The FCOLL framework provides four different implementation, which provide different levels of data reorganization across processes. two_phase, dynamic segmentation, static segmentation and individual provide decreasing communication costs during the shuffle phase of the collective I/O operations (in the order listed here), but provide also decreasing contiguity guarantuee of the data items before the aggregators read/write data to/from the file. The current decision logic in OMPIO is using the file view provided by the application as well as file system level characteristics (stripe width of the file system) when deciding which component to choose.

The SHAREDFP framework provides different implementation of the shared file pointer operations depending on file system features (specifically: support for file locking), locality of the MPI processes in the communicator that has been used to open the file, or guarantuess by the application on using only a subset of the available functionality (i.e. write operations only).

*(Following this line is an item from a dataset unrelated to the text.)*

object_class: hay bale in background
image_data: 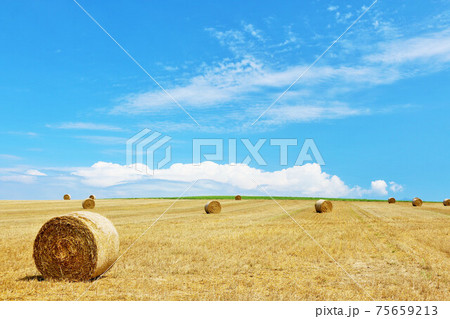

Setting MCA parameters of OMPIO components

One of the key advantages of the Open MPI (and therefore OMPIO) architecture is its ability to influence the performance of component through MCA parameters, without having to recompile the library or the application. To retrieve the full list of MCA parameters of a given component, please refer to the man pages of the ompi_info tool. As an example, the following command
ompi_info --level 9 --param io ompio
will display all parameter of the ompio component.

MCA parameters of the ompio component

The most important parameters influencing the performance of an I/O operation are listed below:

MCA parameters of the fs components

The main parameters of the fs components allow to manipulate the layout of a new file on a parallel file system.

MCA parameters of the fbtl components

No performance relevant parameters are available for the fbtl components at this point.

MCA parameters of the fcoll components

The design of the fcoll frameworks maximizes the utilization of parameters of the OMPIO component, in order to minimize the number of similar MCA parameter in each component. For example, the two_phase, dynamic segmentation, static segmentation components all retrieve the io_ompio_bytes_per_agg parameter to define the collective buffer size and the io_ompio_num_aggregators to force the utilization of a certain number of aggregators.

MCA parameters of the sharedfp components

No performance relevant parameters are available for the sharedfp components at this point.

Tuning guidelines

The most relevant parameter that can be tuned in advance is the io_ompio_bytes_per_agg parameter of the OMPIO component. This parameter is essential for the selection of the collective I/O component as well for determining the optimal number of aggregators for a collective I/O operation.

This is a file system specific value, independent of the application scenario. To determine the correct value on your system, take an I/O benchmark, e.g. the IMB or IOR benchmark, and run an individual, single process write test. E.g. for IMB

mpirun -np 1 ./IMB-IO S_write_indv
For IMB, use the values obtained for AGGREGATE test cases. Plot the bandwidth over the message length. The optimal value for io_ompio_bytes_per_agg is the smallest message length which (nearly) saturates the bandwidth of the file system. (Note: Make sure that the io_ompio_cycle_buffer_size parameter is set to -1 when running this test, which is its default value). The value of io_ompio_bytes_per_agg could be set by system administrators into the system wide Open MPI configuration file, or by users individually. See the FAQ entry on setting MCA parameters. for all details.

For more exhaustive tuning of I/O parameters, we recommend the utilization of the Open Tool for Parameter Optimization (OTPO) a tool specifically designed to explore the MCA parameter space of Open MPI.